To see as much of the world as we can,
Using the smallest carbon footprint we can,
Spending the least amount of money we can,
Making as many friends we can.

Team Red Cruising

Less Work — More Doing Nothing

We use Trello (https://trello.com) to track a lot of the jobs on Red Ranger. We also use Toodledo (https://www.toodledo.com). Trello is really good for complex one-time tasks, prioritizing, assigning, etc. Tooled is really good for recurring tasks. Trello requires an internet connection, Toodledo is a mobile app that synchronizes through the web.

And some days, we lay around in the cockpit and talk about what we're going to do. Someday.

(Cue up Cat Empire "The Car Song". Someday. I'll buy and old car. Someday. I'll get that car to start. Someday. I'll learn how to drive, too.)

Heron on the Piling
Heron on the Piling

Tasks seem to fall into five categories.

Blue Heron. Easy. There it was. It's name is "George."

Epic. Things like encapsulating the rub rail or rebuilding the sails or installing new electronics or rerouting the deck drains.

Electrical Connections
Better Electrical Connectors

Woodwork. Multipart jobs that can't be done in a single weekend. Applying Epifanes to the hatchboards. This takes days and days to apply seven coats of polyurethane. And. It's hard to do both of them at once because it seems like it would be awkward to go in or out until it's hardened enough that you can touch it to slide it open. And we spilled ammonia on the cabin sole — it needs to be cleaned down to a consistent color and then a satin-finish urethane applied.

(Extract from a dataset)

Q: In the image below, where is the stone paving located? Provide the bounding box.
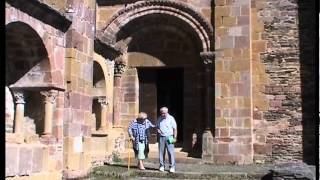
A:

Minor. Rewriting the connectors on the solar panels. Adding a 12V socket in the aft cabin so I can replace the fan that's there with a quieter one. Replacing the collection of foredeck panels with two 55W GoPower! panels. And replacing all the MC4 connectors with the correct gender connectors. (I did them all exactly backwards before. Sigh.)

Electrical Connectors
Cut these off to replace them with something better

Here are the old connectors that I removed. You can see they're proper MC4 at one end. The "white" wire was originally red. The red wires are on the wrong gender connector. The outside two are male and usually have positive current flow. The inner two are female and should have been ground.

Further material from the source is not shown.